Baron Wahrendorff experimentierte anfangs mit der Anwendung der Hinterladung bei Geschützen zur leichteren Bedienung in gedeckter Aufstellung und bleiüberzogenen Rundkugeln. Um 1848, als Cavalli zur Beaufsichtigung des Gusses von eisernen Geschützrohren für die piemontesische Artillerie nach Åker kommandiert war, nahm er mit diesem die Versuche neu auf.

In Åker, damals einer der berühmtesten Geschützgießereien, hielten sich ständig Offiziere aus vielen Ländern auf zur Abnahme bestellter Geschütze. So wurden die Versuche Cavallis bald allgemein bekannt.

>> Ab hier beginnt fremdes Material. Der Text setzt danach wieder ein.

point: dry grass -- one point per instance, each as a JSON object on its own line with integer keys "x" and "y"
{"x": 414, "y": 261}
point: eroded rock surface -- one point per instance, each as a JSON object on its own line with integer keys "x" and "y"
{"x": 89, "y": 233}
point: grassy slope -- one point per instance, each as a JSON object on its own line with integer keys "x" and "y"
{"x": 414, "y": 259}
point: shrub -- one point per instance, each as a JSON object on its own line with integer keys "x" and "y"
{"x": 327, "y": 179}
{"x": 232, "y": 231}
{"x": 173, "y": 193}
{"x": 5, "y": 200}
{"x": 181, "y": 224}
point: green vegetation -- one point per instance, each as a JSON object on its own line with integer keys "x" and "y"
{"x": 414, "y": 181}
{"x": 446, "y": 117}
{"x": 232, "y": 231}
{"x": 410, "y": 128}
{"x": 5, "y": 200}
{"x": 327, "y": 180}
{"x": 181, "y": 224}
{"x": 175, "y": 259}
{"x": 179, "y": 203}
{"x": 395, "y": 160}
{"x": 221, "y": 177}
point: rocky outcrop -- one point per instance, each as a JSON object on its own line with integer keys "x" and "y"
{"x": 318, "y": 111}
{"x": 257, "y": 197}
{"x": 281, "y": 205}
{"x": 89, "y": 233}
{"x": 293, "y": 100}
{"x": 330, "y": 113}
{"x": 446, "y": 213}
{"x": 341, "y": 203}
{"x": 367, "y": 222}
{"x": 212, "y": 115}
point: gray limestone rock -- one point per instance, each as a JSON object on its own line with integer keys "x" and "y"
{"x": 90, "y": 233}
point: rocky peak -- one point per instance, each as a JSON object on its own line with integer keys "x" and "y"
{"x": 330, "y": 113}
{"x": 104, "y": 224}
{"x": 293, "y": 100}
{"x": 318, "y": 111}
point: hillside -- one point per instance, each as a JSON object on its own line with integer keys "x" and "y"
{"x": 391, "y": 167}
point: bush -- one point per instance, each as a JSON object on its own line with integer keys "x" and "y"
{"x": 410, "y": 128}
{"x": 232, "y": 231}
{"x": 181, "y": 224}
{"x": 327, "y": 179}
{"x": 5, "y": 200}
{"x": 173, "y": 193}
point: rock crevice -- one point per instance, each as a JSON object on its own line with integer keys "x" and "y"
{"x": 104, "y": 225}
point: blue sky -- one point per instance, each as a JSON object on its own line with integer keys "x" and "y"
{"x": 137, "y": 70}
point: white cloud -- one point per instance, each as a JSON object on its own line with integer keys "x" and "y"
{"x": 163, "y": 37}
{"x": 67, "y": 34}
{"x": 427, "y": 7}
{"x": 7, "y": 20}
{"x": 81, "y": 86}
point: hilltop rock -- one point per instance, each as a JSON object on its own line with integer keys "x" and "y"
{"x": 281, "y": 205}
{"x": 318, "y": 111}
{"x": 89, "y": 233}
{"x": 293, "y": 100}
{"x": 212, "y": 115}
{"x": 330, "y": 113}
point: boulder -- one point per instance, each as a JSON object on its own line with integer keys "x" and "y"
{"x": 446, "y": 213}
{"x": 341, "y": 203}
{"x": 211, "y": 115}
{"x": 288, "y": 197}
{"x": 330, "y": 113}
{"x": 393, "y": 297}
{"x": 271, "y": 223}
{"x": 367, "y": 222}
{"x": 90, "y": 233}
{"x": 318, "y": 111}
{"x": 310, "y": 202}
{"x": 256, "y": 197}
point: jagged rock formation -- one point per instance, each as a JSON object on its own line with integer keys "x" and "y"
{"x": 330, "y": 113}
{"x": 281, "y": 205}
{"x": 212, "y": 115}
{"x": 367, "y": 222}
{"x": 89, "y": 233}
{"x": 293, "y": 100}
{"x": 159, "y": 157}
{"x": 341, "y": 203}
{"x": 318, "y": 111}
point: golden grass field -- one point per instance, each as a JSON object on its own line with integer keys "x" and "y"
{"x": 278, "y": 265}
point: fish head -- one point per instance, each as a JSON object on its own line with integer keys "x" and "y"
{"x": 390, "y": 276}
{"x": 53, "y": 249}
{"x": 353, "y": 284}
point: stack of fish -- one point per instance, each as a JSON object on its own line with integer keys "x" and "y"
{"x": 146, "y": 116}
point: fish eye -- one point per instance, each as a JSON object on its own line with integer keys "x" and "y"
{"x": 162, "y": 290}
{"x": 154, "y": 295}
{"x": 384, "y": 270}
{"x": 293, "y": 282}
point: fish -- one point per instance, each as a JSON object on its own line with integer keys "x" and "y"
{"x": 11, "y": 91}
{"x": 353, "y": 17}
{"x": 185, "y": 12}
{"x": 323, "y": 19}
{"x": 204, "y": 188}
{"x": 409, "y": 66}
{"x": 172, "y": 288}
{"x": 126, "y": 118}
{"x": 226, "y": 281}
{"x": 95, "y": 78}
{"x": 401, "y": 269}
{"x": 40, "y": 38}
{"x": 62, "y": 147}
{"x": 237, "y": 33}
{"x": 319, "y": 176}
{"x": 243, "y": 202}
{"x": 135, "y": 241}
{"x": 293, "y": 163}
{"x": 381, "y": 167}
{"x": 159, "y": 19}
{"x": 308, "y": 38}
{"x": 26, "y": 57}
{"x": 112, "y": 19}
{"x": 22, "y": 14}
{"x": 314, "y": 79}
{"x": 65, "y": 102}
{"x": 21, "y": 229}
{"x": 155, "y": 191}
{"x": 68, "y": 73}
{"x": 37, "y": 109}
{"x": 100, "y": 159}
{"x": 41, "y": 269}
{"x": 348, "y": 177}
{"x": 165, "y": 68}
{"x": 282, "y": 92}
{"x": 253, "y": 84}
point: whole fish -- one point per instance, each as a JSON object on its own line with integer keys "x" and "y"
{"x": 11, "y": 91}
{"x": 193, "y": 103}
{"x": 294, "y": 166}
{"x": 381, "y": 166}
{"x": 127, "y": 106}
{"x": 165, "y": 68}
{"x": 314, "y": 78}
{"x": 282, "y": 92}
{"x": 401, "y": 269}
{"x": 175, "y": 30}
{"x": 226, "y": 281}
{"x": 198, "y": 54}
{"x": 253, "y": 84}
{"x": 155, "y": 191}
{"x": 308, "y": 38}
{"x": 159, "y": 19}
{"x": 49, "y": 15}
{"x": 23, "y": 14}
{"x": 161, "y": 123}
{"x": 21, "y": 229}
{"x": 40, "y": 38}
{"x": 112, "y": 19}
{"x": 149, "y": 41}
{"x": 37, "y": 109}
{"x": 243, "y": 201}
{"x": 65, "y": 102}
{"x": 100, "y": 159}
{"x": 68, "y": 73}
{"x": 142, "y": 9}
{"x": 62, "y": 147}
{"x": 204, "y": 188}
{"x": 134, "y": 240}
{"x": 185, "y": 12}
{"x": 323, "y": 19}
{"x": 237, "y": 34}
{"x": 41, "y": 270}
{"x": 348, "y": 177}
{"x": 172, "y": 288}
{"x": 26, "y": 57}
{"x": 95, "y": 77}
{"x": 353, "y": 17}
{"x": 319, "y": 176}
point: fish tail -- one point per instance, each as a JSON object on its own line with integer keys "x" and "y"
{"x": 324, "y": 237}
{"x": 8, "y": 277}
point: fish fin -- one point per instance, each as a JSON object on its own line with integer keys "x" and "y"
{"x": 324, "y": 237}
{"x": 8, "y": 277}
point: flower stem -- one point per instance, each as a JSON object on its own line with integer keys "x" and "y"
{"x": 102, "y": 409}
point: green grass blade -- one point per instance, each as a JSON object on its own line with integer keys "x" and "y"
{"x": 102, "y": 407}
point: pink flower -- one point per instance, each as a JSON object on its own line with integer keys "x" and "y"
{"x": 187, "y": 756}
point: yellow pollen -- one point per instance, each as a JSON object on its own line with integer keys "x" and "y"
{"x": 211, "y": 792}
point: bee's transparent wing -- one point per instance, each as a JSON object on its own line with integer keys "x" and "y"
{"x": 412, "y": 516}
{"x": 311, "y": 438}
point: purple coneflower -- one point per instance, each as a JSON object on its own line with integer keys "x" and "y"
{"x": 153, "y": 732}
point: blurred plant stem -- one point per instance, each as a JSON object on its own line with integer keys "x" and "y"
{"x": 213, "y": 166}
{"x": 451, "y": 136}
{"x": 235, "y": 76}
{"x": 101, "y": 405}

 Artilleriegranaten 1858 - 1880

In Frankreich entschied man sich für die zunächst schneller umzusetzende und einfachere Idee der Spielraumführung Cavallis unter Beibehaltung der Vorderladung. Hauptmann Lepage hatte die Versuche in Åker beobachtet und veranlasste 1848 Versuche mit einem gezogenen Sechspfünder mit Geschossen mit Warzenführung, einem Vorschlag des Gewehrtechnikers Hauptmann Tamisier .
Erst die Entwicklung des Schiebezuges durch Oberst Treuille de Beaulieu, die Gestaltung der Führungskanten und -warzen und die Erhöhung der Zahl der Züge auf sechs ermöglichten 1858 die Einführung des neuartigen Geschützsystems in Frankreich. Es wurde benannt nach General La Hitte, unter dessen Leitung des Prüfungsausschusses die Versuche stattfanden.
Erste klare Erfolge erzielten die Franzosen im Feldzug 1859 gegen die Österreicher in Oberitalien.
 Ihr Sieg wurde vornehmlich den neuen Geschützen zugesprochen
.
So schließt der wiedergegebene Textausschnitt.